Su cine fue motivo de admiración y abrió el camino a muchos otros directores que vinieron después, que reconocieron su singularidad absoluta y siguieron su ejemplo: hacer las cosas a puro “golpe de corazón”, como él mismo decía en la entrevista que acompaña estas líneas. Pero como sucede con los grandes creadores, no tuvo descendientes, porque no podía tenerlos. Favio era único, como cineasta y como cantante, entre muchas otras razones porque era peronista.
Esa identidad, esa pasión forjó en él, sin proponérselo (Favio era un intuitivo), una ética y una estética. Se identificó en el mito del peronismo y lo encarnó en su obra, nutrida también por una infancia difícil, que él nunca ocultó pero tampoco, jamás, utilizó como excusa, sino como simiente. Favio sabía de dónde venía y a quién se dirigía. Nunca se confundió con las celebraciones ni los festivales, a los que no iba.
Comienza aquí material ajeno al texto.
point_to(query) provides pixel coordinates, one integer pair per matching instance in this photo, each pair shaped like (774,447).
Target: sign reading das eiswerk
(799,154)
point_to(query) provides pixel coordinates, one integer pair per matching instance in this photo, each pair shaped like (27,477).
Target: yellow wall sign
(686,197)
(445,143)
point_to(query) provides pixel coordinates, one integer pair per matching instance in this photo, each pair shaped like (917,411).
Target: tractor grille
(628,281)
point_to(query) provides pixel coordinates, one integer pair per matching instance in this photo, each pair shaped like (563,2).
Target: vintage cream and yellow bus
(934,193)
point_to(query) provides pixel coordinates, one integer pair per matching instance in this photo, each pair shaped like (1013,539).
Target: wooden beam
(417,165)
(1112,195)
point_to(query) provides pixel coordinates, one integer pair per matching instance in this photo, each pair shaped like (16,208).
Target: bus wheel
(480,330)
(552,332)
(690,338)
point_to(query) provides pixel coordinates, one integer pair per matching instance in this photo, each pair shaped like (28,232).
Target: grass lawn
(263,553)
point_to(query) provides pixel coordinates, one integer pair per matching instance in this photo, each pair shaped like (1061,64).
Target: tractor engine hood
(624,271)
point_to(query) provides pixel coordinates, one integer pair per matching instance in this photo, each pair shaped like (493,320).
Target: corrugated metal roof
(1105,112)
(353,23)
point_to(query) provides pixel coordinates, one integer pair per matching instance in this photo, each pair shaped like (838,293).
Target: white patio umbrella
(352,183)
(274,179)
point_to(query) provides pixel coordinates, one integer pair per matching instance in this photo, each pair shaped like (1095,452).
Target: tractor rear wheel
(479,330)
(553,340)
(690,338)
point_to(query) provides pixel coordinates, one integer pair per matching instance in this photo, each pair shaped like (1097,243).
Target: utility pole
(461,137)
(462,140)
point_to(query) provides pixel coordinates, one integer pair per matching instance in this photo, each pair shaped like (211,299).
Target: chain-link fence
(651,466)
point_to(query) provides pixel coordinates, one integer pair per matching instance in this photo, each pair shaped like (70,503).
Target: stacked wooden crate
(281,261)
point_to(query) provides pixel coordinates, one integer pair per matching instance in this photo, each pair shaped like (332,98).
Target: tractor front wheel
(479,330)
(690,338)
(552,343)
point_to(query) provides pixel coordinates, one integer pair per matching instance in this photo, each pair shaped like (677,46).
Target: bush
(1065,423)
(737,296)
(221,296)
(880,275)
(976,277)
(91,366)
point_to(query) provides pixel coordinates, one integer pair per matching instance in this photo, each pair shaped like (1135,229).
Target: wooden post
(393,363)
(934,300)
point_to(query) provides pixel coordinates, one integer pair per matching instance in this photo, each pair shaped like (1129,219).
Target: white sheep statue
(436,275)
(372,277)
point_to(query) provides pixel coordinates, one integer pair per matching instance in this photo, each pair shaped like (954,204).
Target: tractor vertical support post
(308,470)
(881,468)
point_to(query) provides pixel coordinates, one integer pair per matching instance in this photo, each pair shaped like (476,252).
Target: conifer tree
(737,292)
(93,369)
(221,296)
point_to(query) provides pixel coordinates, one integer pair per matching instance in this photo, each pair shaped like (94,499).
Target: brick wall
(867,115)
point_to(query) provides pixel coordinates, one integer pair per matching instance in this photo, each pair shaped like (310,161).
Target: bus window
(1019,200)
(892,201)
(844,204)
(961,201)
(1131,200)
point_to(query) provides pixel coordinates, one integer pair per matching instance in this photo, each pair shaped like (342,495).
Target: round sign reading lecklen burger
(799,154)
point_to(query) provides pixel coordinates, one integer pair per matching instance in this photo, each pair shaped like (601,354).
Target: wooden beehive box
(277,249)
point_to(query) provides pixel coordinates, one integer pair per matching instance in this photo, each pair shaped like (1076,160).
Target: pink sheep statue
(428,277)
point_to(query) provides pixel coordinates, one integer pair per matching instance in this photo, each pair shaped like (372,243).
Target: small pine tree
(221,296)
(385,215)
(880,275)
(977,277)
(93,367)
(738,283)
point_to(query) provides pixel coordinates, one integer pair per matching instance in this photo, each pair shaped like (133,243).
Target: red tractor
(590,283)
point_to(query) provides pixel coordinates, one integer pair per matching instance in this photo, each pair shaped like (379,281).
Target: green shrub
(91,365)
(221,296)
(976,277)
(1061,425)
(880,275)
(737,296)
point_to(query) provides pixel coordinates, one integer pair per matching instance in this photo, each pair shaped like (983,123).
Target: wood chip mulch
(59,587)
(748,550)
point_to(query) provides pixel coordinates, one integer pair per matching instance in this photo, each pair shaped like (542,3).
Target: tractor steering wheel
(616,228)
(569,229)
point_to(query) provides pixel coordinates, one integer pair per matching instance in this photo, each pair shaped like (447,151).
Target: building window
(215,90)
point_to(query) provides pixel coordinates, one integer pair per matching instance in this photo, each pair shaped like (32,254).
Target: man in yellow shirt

Aunque era tímido, no tenía problema en subirse a un escenario frente a una platea repleta para volver a cantar “Ella ya me olvidó” o “Simplemente una rosa”. Pero desconfiaba del esnobismo y la vanidad que muchas veces implica viajar a presentar una película en una alfombra roja. Prefería ir a las salas de barrio y compartir la experiencia de la proyección con su público.
En Favio, lo simple era bello, casi por naturaleza. “El relato como crónica, como prodigio legendario, como epopeya social, como fábula primitiva, no hace de Favio un autor de cine antropológico sino un cineasta que replica una lengua primordial sobreviviente”, escribió Horacio González. Esa lengua primordial es la que hablaba Favio y es la que habría que recuperar, en el cine, en la música y en la política argentina.